Avoiding common traps
The folks who write the GRE are a tricky lot. They bait you with wrong but tempting answers, hoping you’ll bite. By recognizing these common traps, you have a better chance of avoiding them. Here are a few to watch out for:
Mixing main idea with details: Questions asking the main idea or primary purpose of the passage have answer choices that are true but aren’t the main idea. These are trap answers. For example, a passage may describe light pollution from cars or streetlights that obscures stars at night. The main idea isn’t the car headlights or streetlights: It’s the overall effect on nighttime visibility. Double-check the first and last sentences. Is the author asking for increased funding or a course of action? Is the passage challenging a common notion? If you know why the author is writing this, you’ll know the primary purpose of the passage and not be distracted by detail answers.One strategy is to work main idea or primary purpose questions last, especially with a long Reading Comprehension passage. Because you can go back and forth through the questions, you can work them in any order. As you answer the detail questions, you learn more about the main idea; then you can go back and answer that main idea question. Just don’t forget it and move forward, leaving that question unanswered.
Mixing cause-and-effect relationships: Answer choices typically mix up the cause-and-effect relationships of details in the passage. If the tide comes in because of the moon, for example, and this causes all the ships to rise, the question will check your understanding of what caused what to happen. Skim the passage for key words relating to the cause-and-effect described in the question. From the preceding example, look for the words moon, tide, and ships. Find the discussion of these events, and make sure the answer choice reflects the events discussed in the passage.

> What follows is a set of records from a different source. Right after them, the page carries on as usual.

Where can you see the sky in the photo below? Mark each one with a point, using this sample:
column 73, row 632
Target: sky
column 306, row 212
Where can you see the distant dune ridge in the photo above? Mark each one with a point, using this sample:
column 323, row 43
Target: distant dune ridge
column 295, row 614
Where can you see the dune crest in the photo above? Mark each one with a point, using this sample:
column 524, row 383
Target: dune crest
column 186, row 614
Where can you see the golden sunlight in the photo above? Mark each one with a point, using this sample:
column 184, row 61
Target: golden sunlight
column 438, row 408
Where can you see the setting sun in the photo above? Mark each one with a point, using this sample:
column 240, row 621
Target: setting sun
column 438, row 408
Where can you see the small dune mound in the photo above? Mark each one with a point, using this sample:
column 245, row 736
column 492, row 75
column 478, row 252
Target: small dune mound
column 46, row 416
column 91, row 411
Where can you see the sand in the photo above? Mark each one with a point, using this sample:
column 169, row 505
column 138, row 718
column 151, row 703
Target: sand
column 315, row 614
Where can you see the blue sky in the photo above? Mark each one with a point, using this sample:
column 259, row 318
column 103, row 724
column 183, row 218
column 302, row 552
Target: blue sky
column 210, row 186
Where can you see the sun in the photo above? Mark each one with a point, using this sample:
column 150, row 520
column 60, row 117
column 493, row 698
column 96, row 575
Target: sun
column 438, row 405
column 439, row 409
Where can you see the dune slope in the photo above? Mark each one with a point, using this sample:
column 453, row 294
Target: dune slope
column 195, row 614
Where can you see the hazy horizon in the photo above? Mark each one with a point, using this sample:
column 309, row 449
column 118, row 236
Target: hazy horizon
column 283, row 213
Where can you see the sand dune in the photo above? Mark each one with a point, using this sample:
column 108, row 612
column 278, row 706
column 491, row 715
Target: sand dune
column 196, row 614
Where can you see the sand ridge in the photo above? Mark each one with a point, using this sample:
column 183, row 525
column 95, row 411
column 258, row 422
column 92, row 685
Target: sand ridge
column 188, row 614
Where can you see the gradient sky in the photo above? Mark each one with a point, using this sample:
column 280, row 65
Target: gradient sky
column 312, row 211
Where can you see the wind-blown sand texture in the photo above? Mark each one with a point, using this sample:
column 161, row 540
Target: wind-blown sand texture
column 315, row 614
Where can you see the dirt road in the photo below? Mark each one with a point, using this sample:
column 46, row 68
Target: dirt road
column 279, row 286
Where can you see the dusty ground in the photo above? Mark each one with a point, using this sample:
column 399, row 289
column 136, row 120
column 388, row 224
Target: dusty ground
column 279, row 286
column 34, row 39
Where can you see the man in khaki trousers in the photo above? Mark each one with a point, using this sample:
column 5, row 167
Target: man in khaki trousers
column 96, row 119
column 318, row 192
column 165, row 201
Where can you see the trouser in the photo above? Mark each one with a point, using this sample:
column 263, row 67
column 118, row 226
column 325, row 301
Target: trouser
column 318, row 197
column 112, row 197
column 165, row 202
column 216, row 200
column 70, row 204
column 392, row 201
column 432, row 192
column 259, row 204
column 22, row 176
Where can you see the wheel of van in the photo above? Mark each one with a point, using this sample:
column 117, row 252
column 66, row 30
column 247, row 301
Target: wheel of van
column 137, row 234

Mixing in your own knowledge: You may know something about the topic at hand. If you’re like most people, you add detail based on your own knowledge and expertise from other things that you’ve read. Sometimes, these details tempt you to choose an answer that’s true by your understanding but wrong per the passage. Be careful not to mix your own knowledge with what’s in the passage. I had a student who was a chemistry major work on a Reading Comp passage on chemistry, and she vehemently disagreed with what was in the passage. She was probably right — but she got all the questions wrong, based on what she thought it should be instead of what the passage said.
Answering the question yourself
One good way to dodge the answer-choice traps is to answer the question yourself first, before looking at the answer choices. Get a sense of what the right answer should be, then eliminate the wrong answer choices.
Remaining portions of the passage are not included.